Gender Avevnire 20 novembre 2022Favorire inclusione e valorizzazione della diversità sessuale? La via per farlo non è il gender

Mi permetto rispettosamente di dissentire con la riflessione del collega di Morale (di altra università) che ha scritto questo articolo su Avvenire (Avvenire 20 novembre 2022, Noi in Famiglia pag. 34)

Due premesse.

Concordo sul fatto che, così come per affermare le nostre posizioni ci poniamo spesso “in contrapposizione a”, altrettanto spesso per rinforzarle ci chiudiamo in una dialettica “noi-voi” che tramuta chi ha posizioni opposte in una minaccia a prescindere. Tuttavia, è evidente che a fare questo è soprattutto chi porta avanti il pensiero "gender".

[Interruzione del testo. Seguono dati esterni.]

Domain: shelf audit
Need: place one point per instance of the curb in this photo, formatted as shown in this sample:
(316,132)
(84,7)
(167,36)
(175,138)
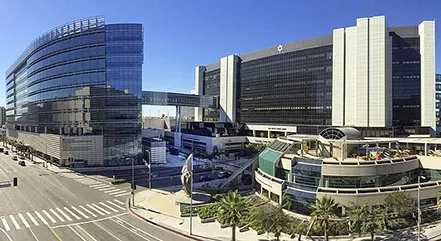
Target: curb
(159,225)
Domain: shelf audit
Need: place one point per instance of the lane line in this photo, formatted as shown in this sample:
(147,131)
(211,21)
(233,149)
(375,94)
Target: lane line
(109,207)
(14,222)
(122,194)
(105,189)
(113,190)
(41,218)
(49,216)
(78,211)
(64,214)
(88,234)
(5,224)
(71,213)
(23,220)
(75,232)
(32,219)
(56,215)
(116,205)
(100,208)
(96,210)
(89,212)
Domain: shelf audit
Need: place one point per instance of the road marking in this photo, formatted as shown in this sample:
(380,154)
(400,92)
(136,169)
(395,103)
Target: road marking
(116,205)
(41,218)
(113,190)
(14,222)
(5,224)
(89,212)
(78,211)
(111,234)
(73,230)
(122,194)
(105,189)
(98,185)
(109,207)
(49,216)
(88,234)
(57,215)
(64,214)
(100,208)
(32,219)
(117,192)
(24,220)
(96,210)
(71,213)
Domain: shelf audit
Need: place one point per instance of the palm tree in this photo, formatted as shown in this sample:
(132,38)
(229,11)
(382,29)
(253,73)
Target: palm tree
(232,208)
(322,212)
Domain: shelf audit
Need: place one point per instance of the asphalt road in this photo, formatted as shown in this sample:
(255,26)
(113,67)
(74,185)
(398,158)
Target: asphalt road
(46,206)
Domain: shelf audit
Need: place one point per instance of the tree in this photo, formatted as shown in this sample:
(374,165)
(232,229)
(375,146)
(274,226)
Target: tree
(232,208)
(273,220)
(322,212)
(356,215)
(373,221)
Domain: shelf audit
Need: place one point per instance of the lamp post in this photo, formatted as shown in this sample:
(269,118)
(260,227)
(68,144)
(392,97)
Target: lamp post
(419,205)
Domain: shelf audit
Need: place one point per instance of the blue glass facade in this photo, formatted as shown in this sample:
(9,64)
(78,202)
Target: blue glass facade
(82,78)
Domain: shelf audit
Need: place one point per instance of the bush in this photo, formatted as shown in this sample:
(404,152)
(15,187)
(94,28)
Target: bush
(118,181)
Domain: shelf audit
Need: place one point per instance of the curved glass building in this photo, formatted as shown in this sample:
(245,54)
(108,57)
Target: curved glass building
(74,93)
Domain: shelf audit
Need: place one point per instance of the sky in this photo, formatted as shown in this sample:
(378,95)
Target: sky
(180,35)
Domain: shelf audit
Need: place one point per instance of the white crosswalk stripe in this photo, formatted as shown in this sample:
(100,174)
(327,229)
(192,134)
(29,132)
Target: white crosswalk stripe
(71,213)
(49,216)
(86,210)
(64,214)
(113,190)
(105,189)
(109,207)
(14,222)
(118,191)
(100,208)
(32,219)
(94,209)
(5,223)
(122,194)
(116,205)
(78,211)
(56,215)
(23,220)
(41,218)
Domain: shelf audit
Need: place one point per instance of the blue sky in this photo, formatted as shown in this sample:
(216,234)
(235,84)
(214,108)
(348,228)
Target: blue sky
(180,35)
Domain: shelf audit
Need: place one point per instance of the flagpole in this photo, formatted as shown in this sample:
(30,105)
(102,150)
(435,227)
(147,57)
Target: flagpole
(191,198)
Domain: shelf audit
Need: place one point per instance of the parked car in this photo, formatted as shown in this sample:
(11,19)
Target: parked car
(206,178)
(223,175)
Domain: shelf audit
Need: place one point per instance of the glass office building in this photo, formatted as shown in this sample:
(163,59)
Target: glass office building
(77,89)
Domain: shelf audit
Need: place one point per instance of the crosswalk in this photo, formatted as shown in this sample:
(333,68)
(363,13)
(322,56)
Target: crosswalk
(61,215)
(98,185)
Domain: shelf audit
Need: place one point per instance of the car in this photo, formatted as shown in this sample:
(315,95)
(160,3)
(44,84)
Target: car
(223,175)
(206,178)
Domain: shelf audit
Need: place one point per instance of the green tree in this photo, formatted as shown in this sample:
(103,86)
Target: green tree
(323,211)
(355,215)
(232,207)
(374,221)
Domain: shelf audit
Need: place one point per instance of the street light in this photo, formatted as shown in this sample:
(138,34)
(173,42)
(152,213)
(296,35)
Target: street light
(419,205)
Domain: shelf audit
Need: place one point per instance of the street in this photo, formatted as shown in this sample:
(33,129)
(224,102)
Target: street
(66,206)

È vero che occorre lavorare più a fondo a livello scientifico – e lasciare che a farlo siano gli addetti ai lavori! – per non scadere in posizioni di stampo “essenzialista” o “biologista” e per chiarire sempre meglio che l’identità sessuale non è riconducibile esclusivamente al fattore fisico presociale e preculturale. Ma è pur vero che l’identità di genere non è nemmeno riconducibile solo al fattore socio-culturale (come secondo il costruttivismo sociale) o alla volontà (come esige il volontarismo individualistico). Si può dire che l’identità sessuale e l’identità di genere si costituiscono nell'INTERAZIONE.

Detto questo, logica vuole che i mezzi utilizzati per raggiungere un dato obiettivo siano coerenti con l’obiettivo stesso. Come può il “gender”, che àncora le sue argomentazioni a una sorta di egualitarismo che mostra la differenza, nella fattispecie quella sessuale, come motivo di discriminazione, essere di aiuto nell’approfondimento e nella valorizzazione della differenza sessuale stessa?

La diversità sessuale nell’uomo mostra che la relazione si istituisce nella consapevolezza del limite e al tempo stesso rimanda all’appartenenza ad una comune natura, alla coappartenenza umana. Su questo si può fondare e insegnare l’inclusione: essere uguali non significa non essere diversi. Per rendere ragione di questo importante passaggio, bisogna superare proprio la separazione sex-gender introdotta dalle “teorie gender”, che produce da un lato l’annullamento del sex (natura) dall’altro la prevaricazione del gender (cultura/volontà).

Chiariamo di cosa stiamo parlando. Quando parliamo di “gender”, parliamo di una visione, nata dal connubio di alcune idee dell’ambito filosofico-politico (Marcuse, De Beauvoir, ecc.), di quello sessuologico (Kinsey, Benjamin, Money) e di quello femminista radicale (Butler, Firestone, ecc.), che afferma che la differenza tra uomo e donna presuppone un’ingiustizia e lo fa attuando una specie di sillogismo: la differenza dei sessi è una disuguaglianza; la disuguaglianza è un’ingiustizia; dunque, la differenza sessuale è un’ingiustizia.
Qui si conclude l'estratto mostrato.